Ad Assisi per un nuovo impegno verso i poveri

Il 3 e 4 ottobre le Chiese del Lazio da san Francesco: l’omaggio dell’olio per la lampada che arde sulla tomba. Sabato la Messa del cardinale Vallini. Padre Palmisani: il pellegrinaggio rimanda alla spiritualità del Poverello 

«Sarà un risveglio di attenzione verso le tante presenze di povertà nella città di Roma, accogliente verso gli stranieri ma bisognosa di dedicarsi maggiormente a coloro che vivono ai margini». Così padre Gianfranco Palmisani, frate minore cappuccino, incaricato per la diocesi di Roma dell’organizzazione del pellegrinaggio regionale ad Assisi, presenta l’edizione di quest’anno, che si terrà il 3 e 4 ottobre. Primo momento del pellegrinaggio delle diocesi nella cittadina umbra – in vista del quale la scorsa settimana si è svolta una serata di preghiera presieduta dal vescovo ausiliare Matteo Zuppi nella basilica dei Santi XII Apostoli – la solenne commemorazione del transito di san Francesco nella basilica di Santa Maria degli Angeli, venerdì 3 alle 17.30. «È una celebrazione tradizionalmente francescana, che tutte le case e i conventi francescani rivivono; per noi è un momento particolarmente significativo», evidenzia padre Palmisani. A presiedere sarà il vescovo di Rieti, Delio Lucarelli, assistito dal cardinale vicario Agostino Vallini e dal legato pontificio per le basiliche papali di Assisi, Attilio Nicora. Parteciperanno il vescovo di Assisi Domenico Sorrentino, i vescovi di tutte le diocesi del Lazio e i ministri generali e provinciali delle famiglie francescane; prevista l’offerta dei doni da parte del sindaco di Assisi e delle autorità civili del Lazio.

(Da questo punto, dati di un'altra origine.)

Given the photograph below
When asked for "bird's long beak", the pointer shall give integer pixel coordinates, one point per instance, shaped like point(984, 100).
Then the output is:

Nel giorno della memoria liturgica del santo patrono d’Italia, che si celebra il 4 ottobre, il sindaco della Capitale Ignazio Marino rinnoverà a nome del Lazio e delle altre regioni l’offerta dell’olio che alimenta la lampada votiva sulla tomba di san Francesco. Il momento della donazione dell’olio, che ogni anno spetta a una regione diversa e che quest’anno è compito del Lazio, è «molto significativo perché – spiega padre Palmisani – ogni regione, nel gesto di offerta, si fa voce non solo di se stessa ma anche delle altre, in un cammino comune di preghiera e partecipazione». Quello della donazione è solo «una piccola porzione simbolica dell’olio che sarà destinato alla Caritas di Assisi per i poveri, al Sacro Convento e alle monache di clausura di Santa Chiara», aggiunge padre Gianfranco, sottolineando che l’intero pellegrinaggio «è in perfetto stile francescano e rimanda alla spiritualità del Poverello. Mi auguro che il pellegrinaggio rimuova dalle coscienze l’indifferenza, che è il male peggiore».

La solenne concelebrazione di sabato prossimo, alle 10, avrà luogo nella basilica superiore di Assisi e sarà presieduta dal cardinale vicario Vallini, che è anche presidente della Conferenza episcopale del Lazio: durante l’offertorio il sindaco di Assisi, Claudio Ricci, e i fedeli delle diocesi laziali presenteranno a san Francesco doni tipici della regione. La Messa sarà preceduta dal corteo civile che sarà accolto in basilica dal Custode del Sacro Convento, il frate minore conventuale padre Mauro Gambetti. A seguire, l’accensione della lampada votiva dei Comuni d’Italia e il saluto, da parte delle autorità religiose e civili, dalla Loggia del Sacro Convento. Nel pomeriggio, alle 16, la chiesa inferiore ospiterà i vespri pontificali presieduti dal vescovo della diocesi suburbicaria di Porto-Santa Rufina e delegato per il pellegrinaggio regionale, Gino Reali. Dalla basilica inferiore un corteo muoverà poi fino alla piazza superiore, da dove sarà impartita una benedizione all’Italia e al mondo con la reliquia della benedizione autografa di Francesco; ai presenti verranno distribuiti ramoscelli di ulivo. Padre Palmisani auspica che il pellegrinaggio «sia il più possibile sentito da tutti, a testimonianza di un grande desiderio di rinnovamento e di revisione di vita alla luce dell’impegno verso gli ultimi».